Salut mes gastéropodes amoureux,
Le soleil est encore à son zénith à l’heure où s’écrit cette introduction. Si haut que l’horizon s’en retrouve flou de lumière, faisant de la mer un reflet étincelant qui noie notre regard d’une blancheur aveuglante, nous faisant plisser les yeux de douleur alors que nous tentons désespérément d’observer ce qu’il en découle de cette mer languissante. Quelques nuages non loin de là apposent leur ombre comme une ombrelle, offrant un temps de répit à ces passants harassés par la chaleur de la ville. Un instant de douceur apprécié de ces humains tiraillés par le bitume fumant. Alors le voyageur se résigne, son regard trop régulier à vouloir scruter l’horizon lui doit quelques froncements de sourcils. Puis, de ses doigts rugueux, masse ses globes oculaires essoufflés de la réverbération. Un coup d'œil en arrière et il est temps de partir à la rencontre de sa compagne. Son chapeau posé sur le coin de son crâne, la moustache redressé, il reprend sa canne posée sur le bord du bar et marche d’un pas léger vers sa dulcinée.
« La satiété heureuse de mon corps était tout aussi réelle que la famine de mon cœur. »
En 3 points → Relations, amour, jeunesse
LE CORPS DE L’OEUVRE
« Un profil perdu », c’est une histoire d’amour aux assonances d’une télénovelas moderne. En d’autres termes, aussi addictif qu’une mamie plongée dans son feuilleton télévisé où les paroles s’égarent plus vite dans nos écoutilles que les mouvements labiaux des acteurs. Un cliché fort bien entretenu où, peut-être, y réside là, la force même de ces programmes.
« Un profil perdu » de Sagan, c’est une écriture douce et volatile qui se laisse porter par le regard. Ce sont des péripéties qui se transforment et vacillent d’empathie, entre désarroi et espoir. C’est aussi une plume fugace qui tranche, déchire et poignarde dans la beauté de ses mots, ce sont des phrases qui bouleversent l’esprit de ses images touchantes et vibrantes.
C’est la quête d’une femme, que dis-je, la conquête d’une femme vers son indépendance qui s’avère être malheureusement faussée, constamment manipulée par autrui sans que l’on puisse agir ou conseiller. C’est une vie qui tente de subvenir à ses besoins, à grandir et s’épanouir. Et pourtant, le passé revient sur ses pas au grand galop que l’on ne contient pas, ce sont des personnages sévères qui énervent, une femme que l’on a envie de secouer, tantôt naïve presque simplette, tantôt forte et courageuse. C’est une lecture qui narre la vie de beaucoup de femmes, je le pense, et c’est une belle envolée que ce livre nous dévoile.

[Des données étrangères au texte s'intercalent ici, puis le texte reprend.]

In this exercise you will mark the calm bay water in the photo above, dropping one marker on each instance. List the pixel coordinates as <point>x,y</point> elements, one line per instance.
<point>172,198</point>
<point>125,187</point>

DES PRÉLIMINAIRES EN ÉMOIS
Comment ne pas débuter ces préliminaires littéraires avec ce coup de cœur d’écriture qui régale les papilles rétiniennes de ces images sans pareil.
« Le reste du temps, on se laisse flotter sans se voir, on se laisse disparaître dans une traînée de bulles saumâtres et sans couleur vers les fonds les plus bas, aveugle, sourd et muet de désespoir. Ou alors, au contraire, on resurgit superbe et triomphant dans l'œil de quelqu'un, quelqu’un d’autre, aveuglé de ce soleil que vous êtes pour lui et qu’il invente au péril de son cœur. »
« Egarée dans le désert de cette voiture trop grande et de mon cœur trop exigu, j’essayais bêtement de retrouver le nord, le sud, l’est et l’ouest. En vain. »
C’est un grand plaisir culinaire que sont les images de Dame Sagan qu’elle nous laisse à loisir nous délecter, aussi délectable que ces fameuses pâtisseries que sont les babas au rhum et les frangipanes dont raffole notre héroïne. Une infusion pure d'héroïne littéraire qui fait chavirer les cœurs les plus sensibles.
« Peut-être, un jour, en arriverais-je aussi à bâillonner délibérément les loups affamés de mes désirs, les oiseaux criards de mes angoisses et de mes regrets. Peut-être un jour en arriverais-je à ne plus supporter de moi-même qu’un décalque en noir et blanc, sans couleur et sans arrêtes. »
Et puis elle parle également de l’intensité de la vie, des corps et des cœurs (et pourrions-nous même oser dire de l’âme ?).
« Et moi qui savais combien la maladresse diurne traduit l’accord nocturne, combien la distance affichée révèle l’impudeur secrète, j’eus un sentiment d’orgueil et de gratitude vis-à-vis de ces corps violents que je savais être celui de Louis, le mien, et qui se maîtrisaient si bien devant un tiers regard. »
Nous constatons aisément que le mot « cœur » est bien redondant dans cet article. A-t-il sûrement sa raison ?
UN METS POUR QUELLE DILETTANTE
Je dirais que c’est une œuvre qui peut plaire aux adolescents ainsi qu’aux adultes et qu’en plus de cela, une interprétation différente pourrait s’en détacher de par le niveau de maturité de chacun.
Ce fut une réelle découverte littéraire (grâce aux Boîtes à livres de Polynélivres) qui s’avère être un auteur classique. Certes, Françoise Sagan est plus connue avec son œuvre « Bonjour tristesse », mais cette première rencontre avec « Un profil perdu », ne s’en est pas vue moins efficace. Alors oui, pour les âmes sensibles, il est question de violence, mais cette dernière est, à mon goût, plutôt modérée (nous parlerons plutôt de violence conjugale peu explicite, avec séquestration de notre protagoniste par son mari possessif, violent et manipulateur). Je précise « modérée » car peu de scènes sont décrites et seule la petite première partie, en fait référence pour poser le décor du personnage. Le reste, c’est une aventure à découvrir ou à redécouvrir avec autant d’émotions que possible.